Pedofilia, condannato Augusto Martelli
La Cassazione: "Reato collegarsi ai siti"
Il musicista 67enne autore di Mina, dello 'Zecchino d'Oro', di molti jingle e sigle
si era difeso sostenendo di fare ricerche per i carabinieri. Ma era stato smentito
La Suprema Corte ha equiparato produttori e consumatori di materiale pedopornografico
"Procurano una grave lesione alla libertà sessuale e individuale dei minori coinvolti"
ROMA - Condannato per pedofilia online Augusto Martelli, autore di Mina e di brani di successo e arrangiatore di canzoni dello 'Zecchino d'Oro' e di molti jingle. Al musicista 67enne sono stati inflitti un anno e sei mesi di reclusione. La condanna è stata confermata dalla Cassazione, stabilendo che commette reato chi si collega ai siti a pagamento per guardare e scaricare materiale pedopornografico. In pratica, secondo gli 'ermellini' il "consumatore" di queste immagini, viene considerato "dannoso" nei confronti dei minori sfruttati come se fosse egli stesso il "produttore" di tale materiale.
L'inchiesta. Martelli era finito nell'inchiesta condotta dal pm milanese Pietro Forno, culminata nel novembre 2001 con la perquisizione delle abitazioni di 113 persone che si collegavano a siti internet pedopornografici pagando l'accesso con la carta di credito. La posizione del compositore, che doveva rispondere della detenzione di centinaia di foto pedopornografiche che gli erano state sequestrate nel computer di casa, era stata stralciata e inviata per competenza territoriale a Como. Nell'aprile del 2003 il tribunale della città lo aveva condannato a 18 mesi, con pena sospesa.
La difesa di Martelli. "Io non c'entro nulla con i pedofili - aveva dichiarato il musicista appena il suo nome era comparso tra quello degli indagati - semmai li combatto e proprio per questo sono finito in questa storia: ho cercato di seguire l'esempio di don Di Noto e ho fatto indagini con la mia carta di credito". Il musicista, padre di cinque figli, aveva raccontato di una sua collaborazione con i carabinieri "per raccogliere materiale". Ma la collaborazione di Martelli era stata negata sia dagli inquirenti sia dai carabinieri.

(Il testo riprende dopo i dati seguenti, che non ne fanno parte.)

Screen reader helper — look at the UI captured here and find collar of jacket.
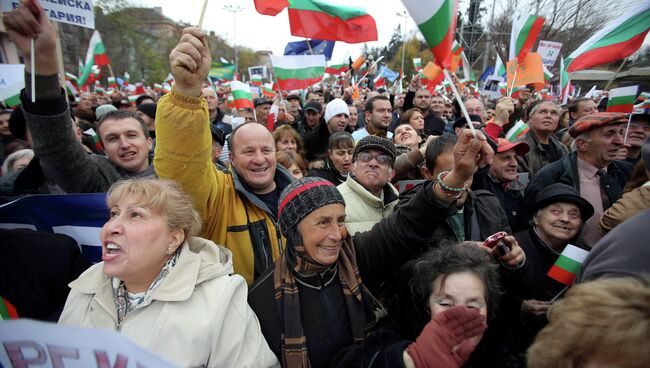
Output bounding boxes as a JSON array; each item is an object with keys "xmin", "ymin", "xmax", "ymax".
[
  {"xmin": 345, "ymin": 173, "xmax": 399, "ymax": 207},
  {"xmin": 228, "ymin": 164, "xmax": 294, "ymax": 219},
  {"xmin": 70, "ymin": 237, "xmax": 234, "ymax": 311}
]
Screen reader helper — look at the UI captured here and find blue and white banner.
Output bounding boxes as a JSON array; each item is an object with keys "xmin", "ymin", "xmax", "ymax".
[{"xmin": 0, "ymin": 193, "xmax": 109, "ymax": 263}]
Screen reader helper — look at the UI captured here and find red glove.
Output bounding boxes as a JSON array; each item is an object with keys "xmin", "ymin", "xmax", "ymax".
[{"xmin": 406, "ymin": 306, "xmax": 487, "ymax": 368}]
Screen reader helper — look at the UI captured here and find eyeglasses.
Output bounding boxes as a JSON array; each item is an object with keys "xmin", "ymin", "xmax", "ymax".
[{"xmin": 357, "ymin": 152, "xmax": 391, "ymax": 166}]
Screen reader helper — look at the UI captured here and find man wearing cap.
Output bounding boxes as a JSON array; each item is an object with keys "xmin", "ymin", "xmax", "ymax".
[
  {"xmin": 304, "ymin": 98, "xmax": 349, "ymax": 161},
  {"xmin": 154, "ymin": 28, "xmax": 293, "ymax": 285},
  {"xmin": 3, "ymin": 7, "xmax": 155, "ymax": 193},
  {"xmin": 472, "ymin": 138, "xmax": 530, "ymax": 232},
  {"xmin": 352, "ymin": 95, "xmax": 393, "ymax": 142},
  {"xmin": 253, "ymin": 97, "xmax": 272, "ymax": 125},
  {"xmin": 525, "ymin": 112, "xmax": 632, "ymax": 247},
  {"xmin": 297, "ymin": 101, "xmax": 323, "ymax": 138},
  {"xmin": 337, "ymin": 135, "xmax": 399, "ymax": 234}
]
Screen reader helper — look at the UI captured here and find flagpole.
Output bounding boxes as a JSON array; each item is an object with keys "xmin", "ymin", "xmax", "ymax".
[
  {"xmin": 442, "ymin": 68, "xmax": 476, "ymax": 139},
  {"xmin": 508, "ymin": 61, "xmax": 519, "ymax": 97},
  {"xmin": 198, "ymin": 0, "xmax": 208, "ymax": 29}
]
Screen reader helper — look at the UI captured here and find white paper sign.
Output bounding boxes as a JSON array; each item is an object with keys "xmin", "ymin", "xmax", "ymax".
[
  {"xmin": 537, "ymin": 41, "xmax": 562, "ymax": 66},
  {"xmin": 0, "ymin": 64, "xmax": 25, "ymax": 101},
  {"xmin": 0, "ymin": 319, "xmax": 177, "ymax": 368},
  {"xmin": 0, "ymin": 0, "xmax": 95, "ymax": 28}
]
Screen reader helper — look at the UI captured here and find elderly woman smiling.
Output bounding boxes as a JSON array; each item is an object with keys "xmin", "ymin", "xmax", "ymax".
[{"xmin": 59, "ymin": 179, "xmax": 277, "ymax": 367}]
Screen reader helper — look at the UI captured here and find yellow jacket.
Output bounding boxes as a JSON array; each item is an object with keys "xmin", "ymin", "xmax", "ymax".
[{"xmin": 154, "ymin": 90, "xmax": 292, "ymax": 285}]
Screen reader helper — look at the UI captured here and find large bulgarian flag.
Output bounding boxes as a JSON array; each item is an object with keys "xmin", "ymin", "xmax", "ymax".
[
  {"xmin": 566, "ymin": 1, "xmax": 650, "ymax": 72},
  {"xmin": 230, "ymin": 81, "xmax": 255, "ymax": 109},
  {"xmin": 289, "ymin": 0, "xmax": 378, "ymax": 43},
  {"xmin": 325, "ymin": 63, "xmax": 350, "ymax": 75},
  {"xmin": 509, "ymin": 14, "xmax": 544, "ymax": 63},
  {"xmin": 607, "ymin": 86, "xmax": 639, "ymax": 113},
  {"xmin": 402, "ymin": 0, "xmax": 458, "ymax": 69},
  {"xmin": 79, "ymin": 31, "xmax": 110, "ymax": 86},
  {"xmin": 271, "ymin": 55, "xmax": 325, "ymax": 91},
  {"xmin": 547, "ymin": 244, "xmax": 589, "ymax": 285}
]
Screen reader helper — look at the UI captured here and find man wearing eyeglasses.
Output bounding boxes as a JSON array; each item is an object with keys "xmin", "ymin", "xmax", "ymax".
[{"xmin": 337, "ymin": 135, "xmax": 399, "ymax": 234}]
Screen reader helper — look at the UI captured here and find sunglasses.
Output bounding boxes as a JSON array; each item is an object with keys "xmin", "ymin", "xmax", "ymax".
[{"xmin": 357, "ymin": 152, "xmax": 391, "ymax": 166}]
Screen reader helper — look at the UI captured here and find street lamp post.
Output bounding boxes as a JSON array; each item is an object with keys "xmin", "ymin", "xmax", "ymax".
[
  {"xmin": 396, "ymin": 10, "xmax": 408, "ymax": 93},
  {"xmin": 223, "ymin": 5, "xmax": 244, "ymax": 72}
]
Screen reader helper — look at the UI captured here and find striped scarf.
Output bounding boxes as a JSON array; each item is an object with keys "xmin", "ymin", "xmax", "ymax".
[{"xmin": 273, "ymin": 238, "xmax": 367, "ymax": 368}]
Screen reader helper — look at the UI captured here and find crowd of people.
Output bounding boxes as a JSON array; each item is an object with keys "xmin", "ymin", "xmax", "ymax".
[{"xmin": 0, "ymin": 1, "xmax": 650, "ymax": 367}]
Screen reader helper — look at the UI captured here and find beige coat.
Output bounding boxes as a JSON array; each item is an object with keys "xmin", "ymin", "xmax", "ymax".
[
  {"xmin": 59, "ymin": 238, "xmax": 278, "ymax": 367},
  {"xmin": 337, "ymin": 175, "xmax": 399, "ymax": 235}
]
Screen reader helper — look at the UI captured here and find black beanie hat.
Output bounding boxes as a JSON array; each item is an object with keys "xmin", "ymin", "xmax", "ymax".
[{"xmin": 278, "ymin": 178, "xmax": 345, "ymax": 236}]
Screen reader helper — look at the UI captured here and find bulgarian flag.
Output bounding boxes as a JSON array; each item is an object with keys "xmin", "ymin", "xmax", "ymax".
[
  {"xmin": 84, "ymin": 128, "xmax": 104, "ymax": 152},
  {"xmin": 271, "ymin": 55, "xmax": 325, "ymax": 91},
  {"xmin": 506, "ymin": 120, "xmax": 529, "ymax": 142},
  {"xmin": 79, "ymin": 31, "xmax": 110, "ymax": 86},
  {"xmin": 509, "ymin": 14, "xmax": 544, "ymax": 63},
  {"xmin": 566, "ymin": 1, "xmax": 650, "ymax": 72},
  {"xmin": 251, "ymin": 74, "xmax": 262, "ymax": 86},
  {"xmin": 607, "ymin": 86, "xmax": 639, "ymax": 113},
  {"xmin": 413, "ymin": 58, "xmax": 422, "ymax": 72},
  {"xmin": 107, "ymin": 77, "xmax": 117, "ymax": 89},
  {"xmin": 547, "ymin": 244, "xmax": 589, "ymax": 285},
  {"xmin": 402, "ymin": 0, "xmax": 458, "ymax": 69},
  {"xmin": 325, "ymin": 64, "xmax": 350, "ymax": 75},
  {"xmin": 289, "ymin": 0, "xmax": 378, "ymax": 43},
  {"xmin": 230, "ymin": 81, "xmax": 255, "ymax": 109}
]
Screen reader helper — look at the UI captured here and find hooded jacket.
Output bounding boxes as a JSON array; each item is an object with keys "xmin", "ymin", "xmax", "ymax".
[
  {"xmin": 59, "ymin": 237, "xmax": 278, "ymax": 367},
  {"xmin": 154, "ymin": 90, "xmax": 293, "ymax": 285}
]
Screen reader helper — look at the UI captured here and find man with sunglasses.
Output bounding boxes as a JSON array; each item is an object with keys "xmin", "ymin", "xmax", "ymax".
[{"xmin": 338, "ymin": 135, "xmax": 399, "ymax": 234}]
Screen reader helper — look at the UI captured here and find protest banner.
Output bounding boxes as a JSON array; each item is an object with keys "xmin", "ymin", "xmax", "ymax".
[
  {"xmin": 537, "ymin": 40, "xmax": 562, "ymax": 66},
  {"xmin": 0, "ymin": 64, "xmax": 25, "ymax": 107},
  {"xmin": 0, "ymin": 0, "xmax": 95, "ymax": 29},
  {"xmin": 0, "ymin": 319, "xmax": 174, "ymax": 368},
  {"xmin": 506, "ymin": 52, "xmax": 545, "ymax": 91},
  {"xmin": 0, "ymin": 193, "xmax": 108, "ymax": 263}
]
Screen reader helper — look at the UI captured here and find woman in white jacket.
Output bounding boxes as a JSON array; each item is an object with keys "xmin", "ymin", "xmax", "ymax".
[{"xmin": 59, "ymin": 179, "xmax": 278, "ymax": 367}]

L'avvocato. Senza successo anche la linea di difesa del legale di Martelli che ha sostenuto in Cassazione una "illegittimità costituzionale" delle norme contro lo sfruttamento sessuale dei minori sostenendo che "non si può, esprimendo un punto di vista solo moralistico, condannare una persona solo perché si compiaccia di scene pornografiche o pedopornografiche, quando non abbia in alcun modo partecipato alla realizzazione del prodotto e non ne tragga un vantaggio economico e, soprattutto, non lo divulghi".
La sentenza. I supremi giudici della Terza Sezione penale, - sentenza 41570 - hanno replicato: "E' indubbio che tutta l'attività organizzativa ai fini della produzione, diffusione e messa in commercio di certe immagini, esiste e si perpetua solo perché vi è, a monte, una domanda: un pubblico, cioè, di consumatori che intende acquistarle e detenerle".
"Pertanto - proseguono i giudici di piazza Cavour - il comportamento di chi accede ai siti e versa gli importi richiesti per procurarsi il prodotto, è altrettanto pregiudizievole di quello dei produttori. Ed è questa la ragione per la quale, del tutto legittimamente, il legislatore punisce anche quelle condotte che concorrono a procurare una grave lesione alla libertà sessuale e individuale dei minori coinvolti".
I giudici della Suprema Corte ricordano in proposito che "qualsiasi espressione della propria personalità e libertà, è lecita e costituzionalmente garantita solo se, nella sua esplicazione, non comporta danno per altre persone: specie se si tratta di soggetti incapaci di difendersi e impossibilitati ad operare delle libere scelte", come nel caso dei minori sfruttati.